The best individual will express the target *decoded*.

In [32]:
ALPHABET3 = "abcdefghijklmnopqrstuvwxyz"

In [33]:
target3 = "guvfvffbzhpusha"

In [34]:
# set up if you need it
def fitness_function_3(phenotype: str, target: str) -> float:
    loss = 0
    for index, value in enumerate(phenotype):
        shift_val = ALPHABET3[(ALPHABET3.index(value) + 13)%len(ALPHABET3)]
        if shift_val != target[index]:
            loss += 1
    return 1/(1+loss)

algorithm_params_3 = {
    "population_size": 2000, 
    "generations": 100, 
    "crossover_rate": 0.95, 
    "mutation_rate": 0.05,
    "tournament_size": 3,
    "evaluation_function": fitness_function_3,
    "selection_function": tournament_selection,
    "valid_chars": ALPHABET3
    }

In [35]:
result3 = genetic_algorithm(target3, algorithm_params_3) # do what you need to do for your implementation but don't change the lines above or below.

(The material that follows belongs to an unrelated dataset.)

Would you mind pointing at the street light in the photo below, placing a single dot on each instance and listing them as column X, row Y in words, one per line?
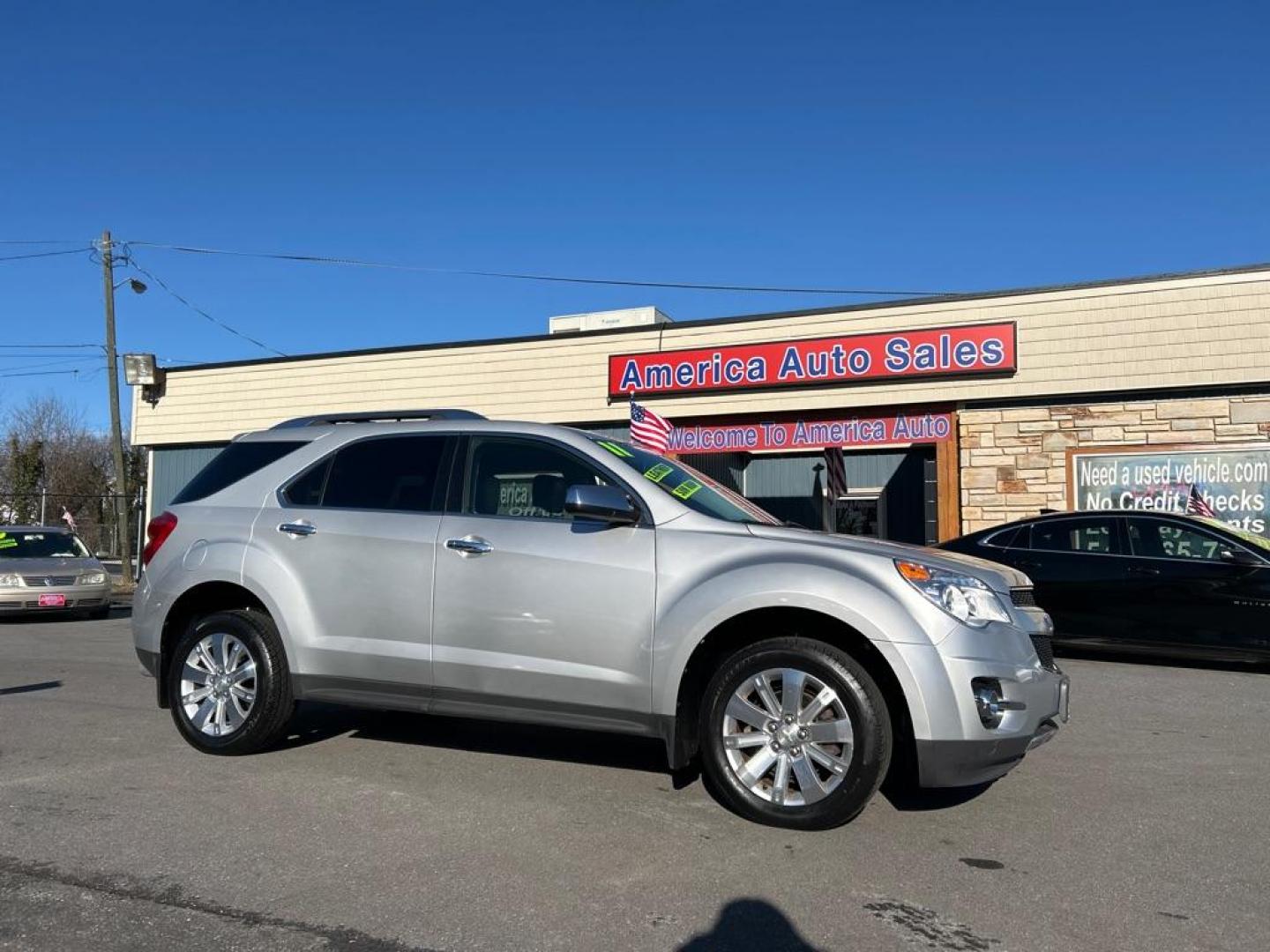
column 138, row 287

generation: 10, best_individual: {'genotype': ['t', 'h', 'i', 's', 'u', 's', 's', 'o', 'm', 'u', 'k', 'h', 'f', 'u', 'n'], 'phenotype': 'thisussomukhfun', 'fitness': 0.3333333333333333, 'generation': 10}
generation: 20, best_individual: {'genotype': ['t', 'h', 'i', 's', 'i', 's', 's', 'o', 'm', 'u', 'c', 'h', 'f', 'u', 'n'], 'phenotype': 'thisissomuchfun', 'fitness': 1.0, 'generation': 20}
generation: 30, best_individual: {'genotype': ['t', 'h', 'i', 's', 'i', 's', 's', 'o', 'm', 'u', 'c', 'h', 'f', 'u', 'n'], 'phenotype': 'thisissomuchfun', 'fitness': 1.0, 'generation': 30}
generation: 40, best_individual: {'genotype': ['t', 'h', 'i', 's', 'i', 's', 's', 'o', 'm', 'u', 'c', 'h', 'f', 'u', 'n'], 'phenotype': 'thisissomuchfun', 'fitness': 1.0, 'generation': 40}
generation: 50, best_individual: {'genotype': ['t', 'h', 'i', 's', 'i', 's', 's', 'o', 'm', 'u', 'c', 'h', 'f', 'u', 'n'], 'phenotype': 'thisissomuchfun', 'fitness': 1.0, 'generation': 50}
generation: 60, best_individual: {'genot

In [36]:
pprint(result3, compact=True)

{'fitness': 1.0,
 'generation': 12,
 'genotype': ['t', 'h', 'i', 's', 'i', 's', 's', 'o', 'm', 'u', 'c', 'h', 'f',
              'u', 'n'],
 'phenotype': 'thisissomuchfun'}


## Solving Ciphers with an Unknown Shift

An approach to the cipher problem with an unknown or dynamic shift is to include the cipher key in the phenotype representation of the solution encoding as the final letter in the phenotype. The letter's index in the alphabet would correspond to the shift value. This problem will assume 0-indexing for the alphabet string to simplify index conversions. If the phenotype of the encoded solution is "khoorczruogd", then d would correspond to the cipher key. Since d has an index of 3 in the alphabet string, the shift for this problem is 3. The " " character would correspond to a shift of 26 because it is the last character in the alphabet string. The fitness_function must change to support this implementation. The encode and decode functions could remain the same.  The genetic algorithm should find the solution "hello world" for the solution encoding above.

**Modifications to problem three**:

- The **fitness_function** would need to remove the final letter from the target string and store this value as the cipher key. Next, the function should decode the cipher key by obtaining the letter's index in the alphabet. The fitness function from problem three would need to replace the hard-coded 13 with the shift value obtained from the phenotype. Phenotype comparisons should omit the final value from the target string so the solution does not include the cipher key.

- The **target_string** should contain one extra letter at the end of the encoded solution to represent the shift value. The shift value is equal to the letter's index in the alphabet.

The values in the alphabet string would not impact this solution. The alphabet could contain no spaces or other special characters as long as the final character in the solution encoding maps to an index representing the shift value.